Thursday 23 March 2017

Out of Africa

After a morning of heady rain, clear watery light on the newly painted lifeboat house at Mumbles greets the arrival of the kittiwakes to the pier. They won't start nesting for a while, but having them back makes the heart beat a little faster.  Sparkling in clean summer plumage, more than a hundred rest and preen on the iron superstructure ready for the long summer ahead. It's a time of change. Most black-headed gulls have gone, and those that remain have brown heads. Turnstones, still in drab winter garb, roost between tides on the boat slip, but will be off north soon. A brimstone butterfly looking lost, flies over the sea and a bee collects pollen from the stamens of a  crocus flower in a pot by the pier restaurant. 
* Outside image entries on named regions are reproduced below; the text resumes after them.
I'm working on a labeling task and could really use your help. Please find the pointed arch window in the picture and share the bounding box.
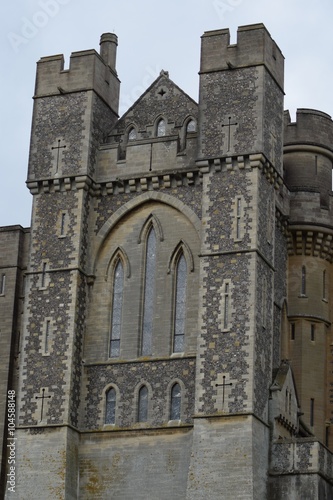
[301,266,306,296]
[110,259,124,358]
[138,385,148,422]
[170,383,181,420]
[173,253,187,352]
[157,118,166,137]
[105,387,117,424]
[141,227,156,356]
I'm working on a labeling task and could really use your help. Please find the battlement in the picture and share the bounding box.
[34,33,120,113]
[284,108,333,159]
[200,23,284,89]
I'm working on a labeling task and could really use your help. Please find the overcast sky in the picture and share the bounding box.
[0,0,333,227]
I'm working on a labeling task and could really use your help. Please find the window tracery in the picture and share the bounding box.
[141,227,156,356]
[156,118,166,137]
[110,259,124,358]
[170,383,181,420]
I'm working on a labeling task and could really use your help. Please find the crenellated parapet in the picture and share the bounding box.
[34,33,120,114]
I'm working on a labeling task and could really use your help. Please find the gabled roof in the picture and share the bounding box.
[110,71,198,139]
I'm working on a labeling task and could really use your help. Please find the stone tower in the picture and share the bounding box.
[283,109,333,447]
[18,34,119,498]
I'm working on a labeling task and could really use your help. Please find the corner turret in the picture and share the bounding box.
[284,109,333,210]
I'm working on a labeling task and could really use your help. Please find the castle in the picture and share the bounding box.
[0,24,333,500]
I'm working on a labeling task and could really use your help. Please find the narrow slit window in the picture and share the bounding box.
[105,387,117,425]
[141,227,156,356]
[41,262,46,288]
[110,259,124,358]
[138,385,148,422]
[60,212,66,236]
[186,120,197,133]
[170,384,181,420]
[0,274,6,295]
[323,271,327,300]
[173,254,187,352]
[128,127,137,141]
[157,118,166,137]
[310,325,316,342]
[262,277,267,328]
[44,319,51,354]
[310,398,314,427]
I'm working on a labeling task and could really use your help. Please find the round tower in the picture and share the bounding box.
[282,109,333,446]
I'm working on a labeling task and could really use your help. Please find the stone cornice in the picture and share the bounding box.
[196,153,284,190]
[27,168,201,196]
[287,226,333,262]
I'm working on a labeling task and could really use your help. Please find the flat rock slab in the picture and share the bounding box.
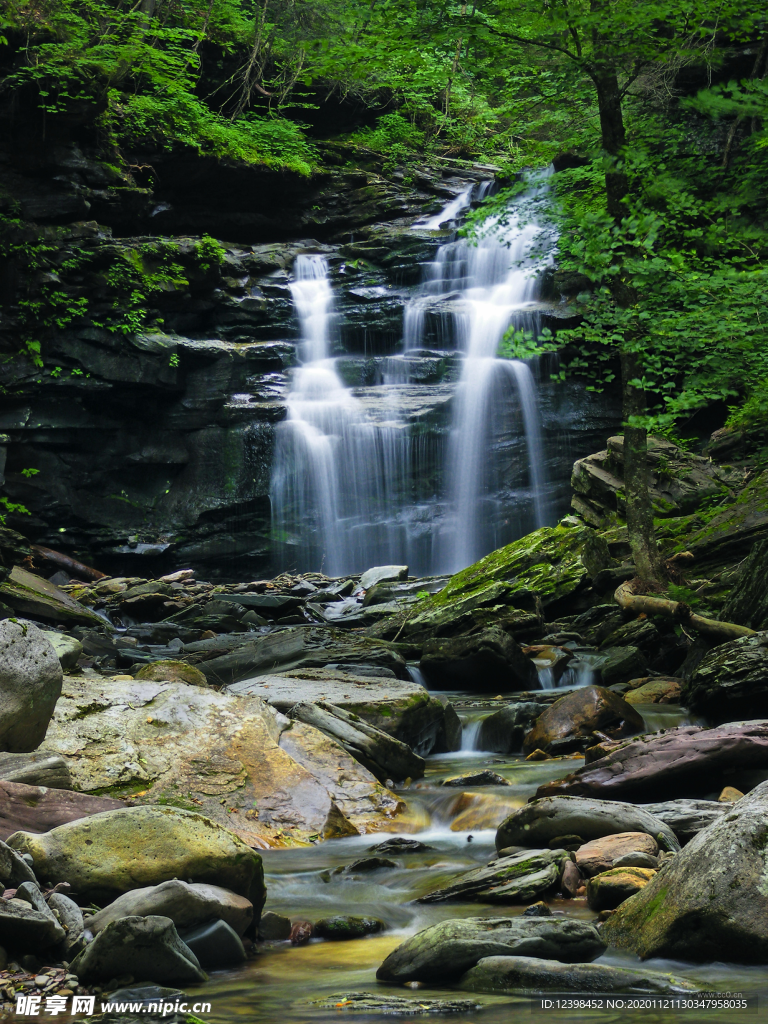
[418,850,568,903]
[602,782,768,964]
[0,779,125,841]
[312,992,482,1017]
[496,796,680,850]
[461,956,698,995]
[376,916,605,984]
[537,720,768,801]
[225,667,445,757]
[40,676,409,847]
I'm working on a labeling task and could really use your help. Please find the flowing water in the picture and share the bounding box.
[270,176,561,575]
[185,698,768,1024]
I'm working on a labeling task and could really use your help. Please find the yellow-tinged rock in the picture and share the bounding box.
[587,867,656,910]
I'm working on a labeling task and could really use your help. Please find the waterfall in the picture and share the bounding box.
[403,169,548,572]
[270,174,548,575]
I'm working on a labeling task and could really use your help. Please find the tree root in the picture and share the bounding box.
[613,580,755,643]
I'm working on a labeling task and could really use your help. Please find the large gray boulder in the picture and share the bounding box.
[639,799,731,846]
[419,850,568,903]
[70,916,207,985]
[8,807,266,909]
[88,879,253,935]
[376,918,605,984]
[0,618,63,752]
[420,626,539,691]
[602,782,768,964]
[681,626,768,723]
[461,956,698,995]
[496,797,680,850]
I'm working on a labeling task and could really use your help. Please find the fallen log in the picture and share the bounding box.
[613,580,755,643]
[30,544,106,581]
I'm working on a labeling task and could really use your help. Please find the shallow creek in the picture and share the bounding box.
[190,695,768,1024]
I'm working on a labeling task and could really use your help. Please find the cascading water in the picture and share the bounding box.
[271,174,548,575]
[403,169,547,572]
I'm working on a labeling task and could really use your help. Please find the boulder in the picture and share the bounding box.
[587,867,656,910]
[417,850,568,903]
[575,833,658,878]
[682,630,768,723]
[180,919,246,971]
[0,618,62,753]
[48,893,85,961]
[381,525,599,642]
[419,627,539,691]
[70,916,207,985]
[603,782,768,964]
[624,676,683,705]
[0,749,72,790]
[360,565,408,590]
[40,630,83,672]
[639,800,728,846]
[226,666,444,757]
[496,797,680,850]
[290,701,424,783]
[0,882,67,955]
[136,660,208,686]
[39,677,408,843]
[0,780,125,840]
[195,626,407,686]
[8,807,266,913]
[259,910,291,942]
[376,916,605,984]
[522,686,644,755]
[0,842,37,889]
[537,721,768,801]
[460,956,698,995]
[477,700,542,754]
[314,914,385,941]
[88,879,253,935]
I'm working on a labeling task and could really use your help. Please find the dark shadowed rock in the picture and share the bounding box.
[523,686,644,754]
[376,916,605,984]
[639,799,730,846]
[603,782,768,964]
[681,630,768,722]
[537,721,768,801]
[420,627,539,691]
[418,850,567,903]
[70,916,207,985]
[461,956,698,995]
[478,700,542,754]
[496,797,680,850]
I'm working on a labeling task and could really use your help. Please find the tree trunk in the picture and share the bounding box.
[621,350,660,580]
[592,56,660,580]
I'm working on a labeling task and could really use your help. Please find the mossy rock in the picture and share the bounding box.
[136,660,209,686]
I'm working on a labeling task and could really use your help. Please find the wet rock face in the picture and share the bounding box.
[682,630,768,722]
[603,782,768,964]
[0,618,62,753]
[376,918,605,984]
[523,686,644,754]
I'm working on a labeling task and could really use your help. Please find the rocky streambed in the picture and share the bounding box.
[0,468,768,1022]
There are millions of birds moving out of Africa at present, and the headland by the lighthouse is a first landing on Gower from across the Bristol Channel for a male wheatear. They're arriving in good numbers now, but I hear disturbing news of this smart trans-Saharen migrant. The BTO reports that Wales has lost at least a quarter of its breeding wheatears in the last 15 years, and there have been significant reductions in Scotland.  This first wave of arrivals will be followed by the larger Greenland race, these true long distant travellers migrating a full 5,000 miles. The plight of wheatears is not unique; many of our small summer visitors are also in serious decline, and the reasons are complicated.